2. Let L be an array of n distinct integers. Give an efficient algorithm to find the length of a longest increasing subsequence of entries in L. For example, if the entries are 11, 17, 5, 8, 6, 4, 7, 12, 3, a longest increasing subsequence is 5, 6, 7, 12. How much time does your algorithm take ?

3. Consider the following sorting algorithm:

   Procedure NewSort(i,j) {sort the elements from A[i] to A[j] }
   if A[i] > A[j] then swap(A[i],A[j])
   if i + 1 >= j then return
   k = floor((j - i +1)/3) {Round down }
   NewSort(i,j-k) {First two-thirds }
   NewSort(i+k,j) {Last two-thirds }
   NewSort(i,j-k) {First two-thirds again }

   1. Argue that NewSort(1,n) correctly sorts the input array A[1...n].
   2. Give a recurrence for the worst-case running time of NewSort and solve the recurrence to get an asymptotic upper bound on the worst-case running time.

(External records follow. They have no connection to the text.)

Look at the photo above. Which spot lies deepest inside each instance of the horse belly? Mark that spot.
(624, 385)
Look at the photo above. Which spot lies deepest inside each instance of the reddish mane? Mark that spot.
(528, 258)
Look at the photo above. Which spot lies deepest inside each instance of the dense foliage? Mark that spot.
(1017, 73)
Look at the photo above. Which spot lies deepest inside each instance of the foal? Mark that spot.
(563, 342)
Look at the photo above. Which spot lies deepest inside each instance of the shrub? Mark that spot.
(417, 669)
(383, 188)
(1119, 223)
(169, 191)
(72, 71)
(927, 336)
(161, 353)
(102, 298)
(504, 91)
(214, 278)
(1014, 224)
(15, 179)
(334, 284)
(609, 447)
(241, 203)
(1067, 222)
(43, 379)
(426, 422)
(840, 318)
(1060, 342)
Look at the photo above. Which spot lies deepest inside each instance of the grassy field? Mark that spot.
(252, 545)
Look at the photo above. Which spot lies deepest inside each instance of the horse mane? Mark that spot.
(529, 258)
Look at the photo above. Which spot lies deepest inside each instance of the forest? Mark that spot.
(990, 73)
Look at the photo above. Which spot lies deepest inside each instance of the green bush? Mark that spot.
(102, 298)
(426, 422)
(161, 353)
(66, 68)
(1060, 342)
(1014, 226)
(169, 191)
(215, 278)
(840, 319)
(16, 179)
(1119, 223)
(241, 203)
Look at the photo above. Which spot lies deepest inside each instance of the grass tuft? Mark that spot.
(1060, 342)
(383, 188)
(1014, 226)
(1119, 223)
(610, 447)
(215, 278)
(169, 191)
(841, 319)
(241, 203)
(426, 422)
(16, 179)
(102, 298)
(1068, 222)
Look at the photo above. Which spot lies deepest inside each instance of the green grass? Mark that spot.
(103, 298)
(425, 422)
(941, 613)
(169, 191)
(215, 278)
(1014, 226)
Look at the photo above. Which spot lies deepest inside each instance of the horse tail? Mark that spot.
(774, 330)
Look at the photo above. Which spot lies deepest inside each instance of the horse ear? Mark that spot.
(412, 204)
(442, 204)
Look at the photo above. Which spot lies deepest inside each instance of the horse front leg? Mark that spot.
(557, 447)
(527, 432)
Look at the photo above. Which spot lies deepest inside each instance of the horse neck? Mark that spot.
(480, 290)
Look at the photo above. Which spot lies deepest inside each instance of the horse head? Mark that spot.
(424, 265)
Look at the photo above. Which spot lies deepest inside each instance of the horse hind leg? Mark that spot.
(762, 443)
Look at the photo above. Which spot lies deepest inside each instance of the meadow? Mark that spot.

4. 1. Consider the following claim about binary search trees. Suppose that the search for key k in a binary search tree ends up in a leaf. Consider three sets: A, the keys to the left of the search path; B, the keys on the search path; and C, the keys to the right of the search path. The claim is that any three keys a in A, b in B, c in C must satisfy a <= b <= c. Show that the claim is false by giving the smallest possible counterexample i.e. give a counterexample, and show that the claim is indeed true for any tree with smaller number of nodes.

   2. Find a heap with no repeated elements such that deleting the maximum element and then re-inserting it leads to a different heap.